Source rocks Oil and gas are formed mainly from formations that are rich in organic matter that was derived from breakdown of mostly algae and (or) terrestrial plants. These are commonly dark gray marine shales. As these rocks are buried deeper and deeper, the temperature and pressure generally increase to the point at which hydrocarbons are “cooked” out of the shales and (or) organic-rich limestones. These hydrocarbons then migrate through other formations and along fault and fracture systems to be concentrated in the reservoir rocks, where they are trapped. While rocks such as sandstone are solid, they commonly have a network of connected pores that allow fluids and gases to flow into and through them. The volume of pore space (porosity) and the connections (permeability) can be quantified to estimate how well these fluids flow into and through the rocks. The formations are more like sponges than they appear.

Standard cubic foot A unit of measure equal to one cubic foot. Gas production is commonly reported in thousands of standard cubic feet (MCF).

Stratigraphic traps Oil and (or) gas is trapped primarily by updip or lateral pinch-out of reservoir intervals into relatively impermeable strata, such as shale or cemented formations. Traps commonly form as a result of depositional or diagenetic processes.

Structural traps Oil and (or) gas is trapped by geologic structures such as domes and anticlines, and (or) is a result of faulting or other deformation in which reservoir strata terminate against relatively impermeable strata.

T., Township A unit of survey of the U.S. Public Land Survey. It is an area bounded on the east and west by meridians located about 6 miles apart. A township is normally a square that is subdivided into 36 sections, each of which are approximately 1-mile-square sections. Township, range, and section locations are shown on most topographic maps, for example. The north-south direction is range and the east-west divisions are by township.

Unconventional oil and gas reservoirs A broad class of oil and gas deposits of a type (such as gas in “tight” or low-permeability sandstones and coal-bed methane) that historically has not been produced using traditional development practices. Such accumulations are commonly also called continuous. They are commonly low permeability and do not have downdip water contacts.

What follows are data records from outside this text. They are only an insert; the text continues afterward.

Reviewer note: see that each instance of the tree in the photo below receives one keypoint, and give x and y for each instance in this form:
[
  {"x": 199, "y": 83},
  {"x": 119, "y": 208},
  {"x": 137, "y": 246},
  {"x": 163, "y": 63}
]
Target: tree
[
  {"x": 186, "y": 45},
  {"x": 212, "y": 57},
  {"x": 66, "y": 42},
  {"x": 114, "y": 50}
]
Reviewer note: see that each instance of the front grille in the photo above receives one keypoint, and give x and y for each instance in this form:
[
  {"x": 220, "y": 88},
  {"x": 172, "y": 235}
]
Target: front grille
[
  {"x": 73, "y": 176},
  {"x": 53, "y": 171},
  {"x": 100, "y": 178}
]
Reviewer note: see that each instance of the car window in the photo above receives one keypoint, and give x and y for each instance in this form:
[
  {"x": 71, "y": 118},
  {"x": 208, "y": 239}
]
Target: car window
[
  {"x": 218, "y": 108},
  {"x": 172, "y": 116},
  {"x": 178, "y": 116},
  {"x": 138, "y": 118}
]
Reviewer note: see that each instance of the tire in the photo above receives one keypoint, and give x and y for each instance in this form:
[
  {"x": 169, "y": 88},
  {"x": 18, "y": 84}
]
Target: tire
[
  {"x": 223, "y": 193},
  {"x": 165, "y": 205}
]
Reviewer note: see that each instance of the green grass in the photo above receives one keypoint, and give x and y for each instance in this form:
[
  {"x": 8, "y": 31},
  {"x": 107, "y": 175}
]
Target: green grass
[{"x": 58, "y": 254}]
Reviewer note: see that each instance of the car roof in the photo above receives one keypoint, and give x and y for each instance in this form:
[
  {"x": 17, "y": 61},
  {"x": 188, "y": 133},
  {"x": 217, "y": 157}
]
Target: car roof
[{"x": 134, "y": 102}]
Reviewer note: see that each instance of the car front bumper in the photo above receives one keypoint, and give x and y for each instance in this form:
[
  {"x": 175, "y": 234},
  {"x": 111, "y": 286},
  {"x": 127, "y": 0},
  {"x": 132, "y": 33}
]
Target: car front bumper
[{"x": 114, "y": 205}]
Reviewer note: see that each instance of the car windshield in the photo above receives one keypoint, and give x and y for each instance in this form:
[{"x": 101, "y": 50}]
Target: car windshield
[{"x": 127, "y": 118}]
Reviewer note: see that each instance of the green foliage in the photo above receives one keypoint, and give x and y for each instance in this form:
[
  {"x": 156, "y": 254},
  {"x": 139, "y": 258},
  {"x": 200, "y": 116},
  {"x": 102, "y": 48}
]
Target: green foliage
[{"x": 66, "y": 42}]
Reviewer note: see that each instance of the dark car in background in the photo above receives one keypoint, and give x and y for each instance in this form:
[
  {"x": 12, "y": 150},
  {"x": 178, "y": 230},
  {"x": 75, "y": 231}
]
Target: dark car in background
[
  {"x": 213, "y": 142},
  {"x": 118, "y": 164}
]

Vitrinite reflectance A measure of how macerals (particles) of marine and (or) nonmarine organic matter in the shales reflect light waves; as these coal-like macerals are subject to increased pressure and temperature, they reflect more light. How well the macerals reflect the light, how “glossy” they are, is also indicative of how hot the shales were, and from this, whether they were cooked enough to generate oil or gas. Vitrinite reflectance is a measure of the level of thermal stress the rock has been subject to. Abundant terrigenous coaly macerals can decrease the measured onset of gas generation.

Wrench faults These are faults that are mostly vertical and in which the primary ground movement is lateral.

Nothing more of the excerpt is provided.